The question “what is the probability that my study’s non-significant result is wrong?” then can be rephrased as “given what we can infer about the true parameter given our data, what is the probability that the true effect is as big or bigger than the target difference and yet an identical study would yield a non-significant result?” This is then a form of Bayesian posterior predictive model checking.

### Some theory

Let theta* and sigma* be the estimates arising from an identical study. We are interested in:

P (theta* < 1.96sigma* | theta^, sigma^, theta ≥ delta)

which we can calculate from the sampling distribution P(theta,sigma | theta^, sigma^) and the conditional P(theta*, sigma* | theta, sigma) and by integrating out the unknown (theta,sigma).

To emphasise the distinction from the type II error rate, I propose the clear term “false non-significance rate” for this.

There is a further complication to consider, which mirrors Ioannides’s various biases. Retrospective power is usually only considered when theta^ < 1.96 sigma^ (that is, a non-significant result), and either sigma^ is larger than expected (including problems of sample size) or theta^ is close to, but smaller than, delta. This introduces a bias because we will only ask the retrospective power question of a subset of the possible values of (theta^,sigma^). To counter this requires us to introduce a prior on theta^,sigma^ and so derive a posterior distribution for theta*,sigma*. This could be informed by previous research or opinion in the usual way, but it does not make sense for it to be diffuse. Sensitivity analysis with various priors is advisable.

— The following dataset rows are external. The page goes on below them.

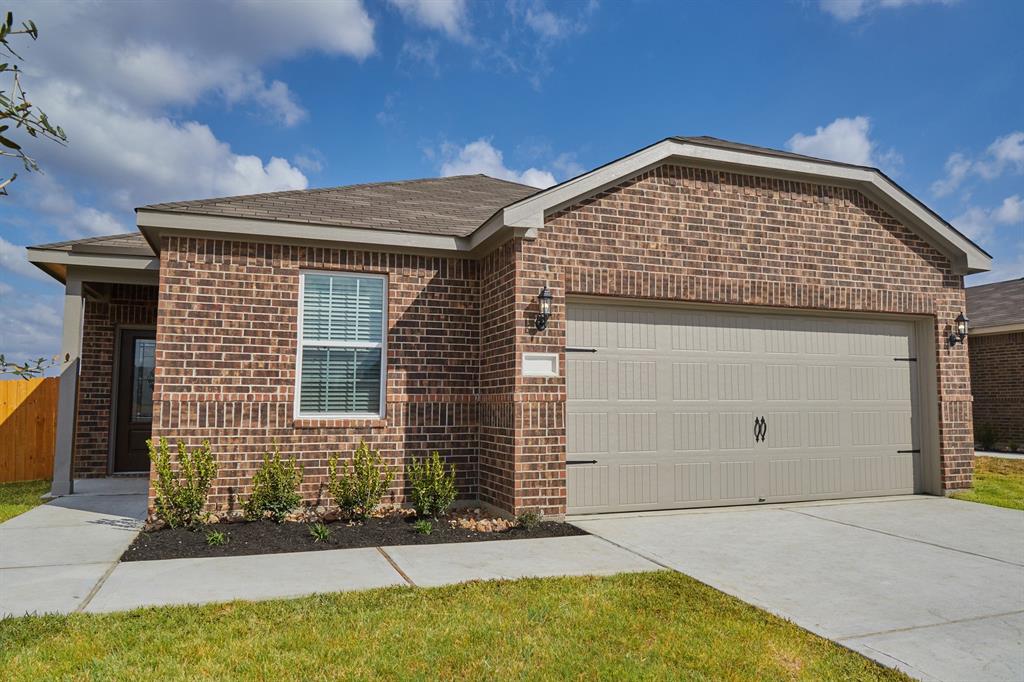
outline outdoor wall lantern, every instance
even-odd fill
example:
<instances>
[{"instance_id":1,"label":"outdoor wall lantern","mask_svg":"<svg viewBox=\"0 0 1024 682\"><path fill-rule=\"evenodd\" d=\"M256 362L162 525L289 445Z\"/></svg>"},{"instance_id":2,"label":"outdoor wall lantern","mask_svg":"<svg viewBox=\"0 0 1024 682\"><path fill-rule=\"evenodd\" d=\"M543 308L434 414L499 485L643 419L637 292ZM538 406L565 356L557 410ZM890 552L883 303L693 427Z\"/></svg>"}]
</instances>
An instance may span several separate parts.
<instances>
[{"instance_id":1,"label":"outdoor wall lantern","mask_svg":"<svg viewBox=\"0 0 1024 682\"><path fill-rule=\"evenodd\" d=\"M551 316L551 290L548 285L537 295L537 302L541 304L541 311L537 313L537 331L543 332L548 328L548 318Z\"/></svg>"},{"instance_id":2,"label":"outdoor wall lantern","mask_svg":"<svg viewBox=\"0 0 1024 682\"><path fill-rule=\"evenodd\" d=\"M955 327L953 331L949 334L949 345L955 346L957 343L964 343L964 339L967 338L967 333L969 331L968 325L971 321L967 318L963 312L956 315Z\"/></svg>"}]
</instances>

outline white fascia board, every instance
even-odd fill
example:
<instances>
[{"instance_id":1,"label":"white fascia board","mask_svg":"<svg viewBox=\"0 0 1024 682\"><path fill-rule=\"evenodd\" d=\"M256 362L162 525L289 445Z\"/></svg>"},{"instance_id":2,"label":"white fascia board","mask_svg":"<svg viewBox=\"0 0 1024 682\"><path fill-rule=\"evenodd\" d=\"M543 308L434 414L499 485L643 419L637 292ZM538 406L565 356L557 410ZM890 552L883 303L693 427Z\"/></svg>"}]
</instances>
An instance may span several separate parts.
<instances>
[{"instance_id":1,"label":"white fascia board","mask_svg":"<svg viewBox=\"0 0 1024 682\"><path fill-rule=\"evenodd\" d=\"M126 270L159 270L160 259L156 256L125 256L101 253L81 253L57 249L26 249L29 262L36 265L63 265L66 267L112 267Z\"/></svg>"},{"instance_id":2,"label":"white fascia board","mask_svg":"<svg viewBox=\"0 0 1024 682\"><path fill-rule=\"evenodd\" d=\"M959 273L991 269L992 259L963 235L942 222L906 191L896 186L877 170L854 166L837 166L804 159L790 159L736 150L724 150L667 139L625 159L612 162L517 202L502 212L504 224L537 230L544 227L546 215L563 208L581 197L593 195L623 180L648 170L670 159L695 161L701 165L765 171L790 177L836 182L867 190L872 199L881 200L893 209L911 228L919 232L953 261Z\"/></svg>"},{"instance_id":3,"label":"white fascia board","mask_svg":"<svg viewBox=\"0 0 1024 682\"><path fill-rule=\"evenodd\" d=\"M162 211L137 212L138 228L148 239L151 235L180 232L208 235L225 240L245 241L259 238L272 242L313 242L330 246L355 246L361 249L380 247L388 250L410 249L422 251L470 250L469 240L444 235L366 229L361 227L336 227L310 223L254 220L224 216L169 213ZM152 241L151 241L152 244Z\"/></svg>"},{"instance_id":4,"label":"white fascia board","mask_svg":"<svg viewBox=\"0 0 1024 682\"><path fill-rule=\"evenodd\" d=\"M991 336L993 334L1011 334L1013 332L1024 332L1024 323L1012 323L1010 325L993 325L991 327L972 327L971 336Z\"/></svg>"}]
</instances>

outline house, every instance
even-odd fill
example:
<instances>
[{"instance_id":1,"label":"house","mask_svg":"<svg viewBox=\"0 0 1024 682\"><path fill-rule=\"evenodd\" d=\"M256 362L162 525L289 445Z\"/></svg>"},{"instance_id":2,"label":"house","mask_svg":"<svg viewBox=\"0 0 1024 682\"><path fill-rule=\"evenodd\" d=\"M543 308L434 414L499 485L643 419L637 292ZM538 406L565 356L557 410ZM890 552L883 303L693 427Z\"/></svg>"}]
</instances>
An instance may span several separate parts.
<instances>
[{"instance_id":1,"label":"house","mask_svg":"<svg viewBox=\"0 0 1024 682\"><path fill-rule=\"evenodd\" d=\"M968 288L967 310L975 428L1024 445L1024 278Z\"/></svg>"},{"instance_id":2,"label":"house","mask_svg":"<svg viewBox=\"0 0 1024 682\"><path fill-rule=\"evenodd\" d=\"M184 201L38 246L65 284L55 494L209 439L440 451L548 515L969 486L964 275L990 257L873 168L671 137L551 188L482 175ZM395 481L401 499L402 477Z\"/></svg>"}]
</instances>

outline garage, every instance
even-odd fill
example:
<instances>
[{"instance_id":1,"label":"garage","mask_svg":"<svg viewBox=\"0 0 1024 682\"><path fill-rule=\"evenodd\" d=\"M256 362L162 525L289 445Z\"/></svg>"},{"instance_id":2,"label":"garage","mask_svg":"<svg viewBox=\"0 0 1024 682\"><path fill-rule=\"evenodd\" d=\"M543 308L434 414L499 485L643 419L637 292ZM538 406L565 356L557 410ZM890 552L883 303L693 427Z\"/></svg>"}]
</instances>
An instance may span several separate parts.
<instances>
[{"instance_id":1,"label":"garage","mask_svg":"<svg viewBox=\"0 0 1024 682\"><path fill-rule=\"evenodd\" d=\"M919 492L912 321L570 302L567 511Z\"/></svg>"}]
</instances>

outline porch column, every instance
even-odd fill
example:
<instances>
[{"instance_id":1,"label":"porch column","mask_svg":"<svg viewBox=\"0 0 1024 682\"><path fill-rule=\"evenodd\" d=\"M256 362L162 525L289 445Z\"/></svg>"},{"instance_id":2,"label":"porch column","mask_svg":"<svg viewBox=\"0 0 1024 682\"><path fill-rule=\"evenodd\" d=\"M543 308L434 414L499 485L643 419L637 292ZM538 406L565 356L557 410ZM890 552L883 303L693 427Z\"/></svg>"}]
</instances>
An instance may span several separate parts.
<instances>
[{"instance_id":1,"label":"porch column","mask_svg":"<svg viewBox=\"0 0 1024 682\"><path fill-rule=\"evenodd\" d=\"M60 343L60 392L57 398L57 440L53 452L51 497L74 493L72 453L75 450L75 408L82 356L82 281L68 268L65 286L63 334Z\"/></svg>"}]
</instances>

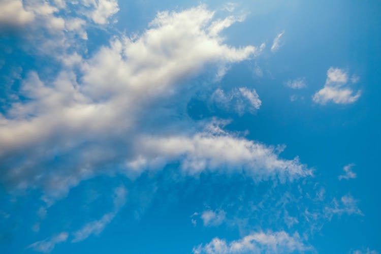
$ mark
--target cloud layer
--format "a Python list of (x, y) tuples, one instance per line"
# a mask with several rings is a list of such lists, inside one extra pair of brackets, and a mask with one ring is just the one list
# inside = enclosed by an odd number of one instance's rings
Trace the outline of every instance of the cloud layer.
[[(357, 78), (352, 79), (352, 82), (357, 82)], [(331, 101), (336, 104), (353, 103), (361, 95), (361, 90), (355, 93), (347, 86), (348, 74), (342, 69), (330, 68), (327, 71), (327, 80), (324, 87), (317, 91), (312, 97), (316, 103), (326, 104)], [(355, 94), (354, 94), (355, 93)]]

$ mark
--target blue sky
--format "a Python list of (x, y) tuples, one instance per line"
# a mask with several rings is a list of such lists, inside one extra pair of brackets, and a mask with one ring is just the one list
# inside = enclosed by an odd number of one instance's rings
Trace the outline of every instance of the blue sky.
[(378, 253), (380, 15), (0, 0), (0, 252)]

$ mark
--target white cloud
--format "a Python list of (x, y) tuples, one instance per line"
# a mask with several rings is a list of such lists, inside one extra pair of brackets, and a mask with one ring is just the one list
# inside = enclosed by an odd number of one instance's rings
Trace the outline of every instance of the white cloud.
[(349, 88), (345, 87), (348, 81), (347, 73), (342, 69), (331, 67), (327, 72), (327, 80), (324, 87), (312, 97), (316, 103), (326, 104), (332, 101), (337, 104), (353, 103), (360, 98), (361, 90), (356, 94)]
[(124, 205), (126, 201), (126, 190), (124, 187), (121, 186), (114, 191), (113, 201), (114, 210), (104, 214), (98, 220), (93, 220), (85, 225), (81, 229), (73, 233), (74, 238), (72, 242), (80, 242), (85, 240), (91, 235), (99, 235), (114, 219), (120, 209)]
[[(225, 44), (210, 29), (217, 25), (214, 14), (204, 5), (160, 12), (140, 36), (115, 37), (88, 60), (74, 57), (78, 75), (69, 67), (48, 80), (29, 73), (20, 90), (28, 100), (0, 115), (0, 160), (7, 159), (7, 169), (2, 181), (43, 188), (49, 205), (81, 180), (116, 168), (130, 175), (175, 161), (189, 174), (221, 170), (282, 180), (311, 175), (297, 157), (283, 160), (272, 146), (200, 130), (183, 111), (187, 92), (202, 88), (184, 80), (206, 66), (229, 66), (261, 50)], [(67, 29), (81, 27), (73, 22)], [(238, 91), (259, 108), (255, 90)]]
[(306, 80), (304, 78), (298, 78), (294, 80), (289, 80), (286, 85), (292, 89), (301, 89), (307, 86)]
[(340, 175), (339, 176), (339, 180), (345, 179), (348, 180), (349, 179), (356, 178), (357, 176), (356, 173), (352, 171), (352, 168), (355, 166), (355, 164), (351, 163), (344, 167), (343, 170), (345, 172), (344, 175)]
[(350, 194), (343, 196), (339, 201), (334, 199), (331, 204), (325, 208), (325, 216), (331, 219), (334, 214), (339, 216), (343, 214), (364, 216), (364, 214), (358, 207), (358, 201)]
[(284, 231), (279, 231), (253, 233), (230, 242), (216, 237), (209, 243), (194, 248), (193, 252), (195, 254), (292, 253), (312, 250), (313, 248), (305, 243), (297, 233), (290, 235)]
[(25, 10), (22, 0), (0, 2), (0, 27), (7, 25), (21, 26), (34, 19), (35, 15)]
[(351, 254), (378, 254), (378, 252), (371, 250), (369, 247), (362, 249), (357, 249), (351, 252)]
[(32, 243), (28, 248), (31, 248), (36, 251), (48, 253), (53, 250), (57, 243), (66, 242), (68, 236), (68, 233), (61, 232), (51, 238)]
[(119, 11), (117, 0), (86, 0), (91, 3), (93, 8), (87, 15), (94, 23), (105, 24), (109, 22), (110, 18)]
[(280, 48), (281, 46), (280, 45), (280, 38), (283, 34), (284, 34), (284, 31), (278, 34), (278, 35), (276, 36), (276, 37), (275, 38), (272, 43), (272, 46), (271, 46), (271, 52), (276, 52)]
[(203, 212), (201, 218), (205, 226), (217, 226), (225, 220), (226, 215), (226, 213), (223, 210), (216, 211), (208, 210)]
[(256, 90), (246, 87), (234, 88), (228, 93), (218, 88), (212, 94), (211, 101), (217, 107), (235, 111), (239, 115), (246, 111), (253, 113), (259, 109), (262, 104)]

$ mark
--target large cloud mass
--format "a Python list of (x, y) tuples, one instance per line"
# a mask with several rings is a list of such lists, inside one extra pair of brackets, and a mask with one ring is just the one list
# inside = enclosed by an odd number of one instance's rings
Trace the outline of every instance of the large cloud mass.
[[(101, 13), (117, 11), (109, 2)], [(220, 33), (241, 19), (214, 15), (204, 5), (160, 12), (141, 35), (113, 38), (54, 79), (30, 72), (20, 91), (26, 100), (12, 102), (0, 115), (2, 181), (49, 190), (49, 200), (101, 172), (137, 175), (169, 162), (191, 175), (235, 171), (282, 180), (311, 175), (297, 157), (280, 158), (271, 146), (187, 115), (189, 96), (202, 88), (192, 77), (206, 66), (220, 77), (230, 65), (255, 56), (264, 46), (227, 45)], [(62, 54), (53, 56), (62, 59)], [(259, 108), (258, 94), (241, 92)]]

It is almost always the case that there is some other information on anticipated findings, so that theta^,sigma^ is not the only information about theta,sigma and hence theta*,sigma*. We should attempt to incorporate this as a prior distribution because it is hard to interpret retrospective power in the context of other studies, in the way that we expect people to interpret study findings (without informative priors).

### Some discussion

As a former medical statistician in a university and hospital setting, I was regularly called on to advise on sample size and power calculations. I was, and still am, convinced that the great majority of these calculations were uninformative acts of sophistry, performed for the comfort of the tutor, ethics committee or funding body, and based on such an accumulation of assumptions as to be meaningless. My message to all colleagues and students in such a situation (because it is not their fault to expect a simple answer) is to think very carefully and in depth about what they are trying to investigate, and what they would do having found various potential results. This critical thought helps to innoculate them against the lure of simplicity that comes from one calculation on one hypothesis, under one set of assumptions. The calculations set out in this paper are no different, and require careful justification for all the assumptions behind them. Indeed, I approach publication of this proposition with some trepidation, lest what is intended as a stimulating exercise in defining slippery concepts is reduced instead to a catch-all formula that permits retrospective power calculations to proceed under a new name, and unhindered by cerebral activity. I hope that by encoding the most difficult part of this – the retrospective power bias – as an informative prior distribution, researchers will be forced to slow down and consider what has happened with their study, and what they are seeking to achieve by such calculation, very carefully, like the QWERTY keyboard, intended to slow typists sufficiently to avoid jamming of keys on a manual typewriter.

A final note of caution concerns the target difference delta, which appears in all the formulas here. A review of methods to establish this value (Cook et al, HTA) is essential reading for everyone working with sample size and power calculations, because our recommendations for designing future studies and interpreting completed ones are undermined by irrelevant or unreliable target differences.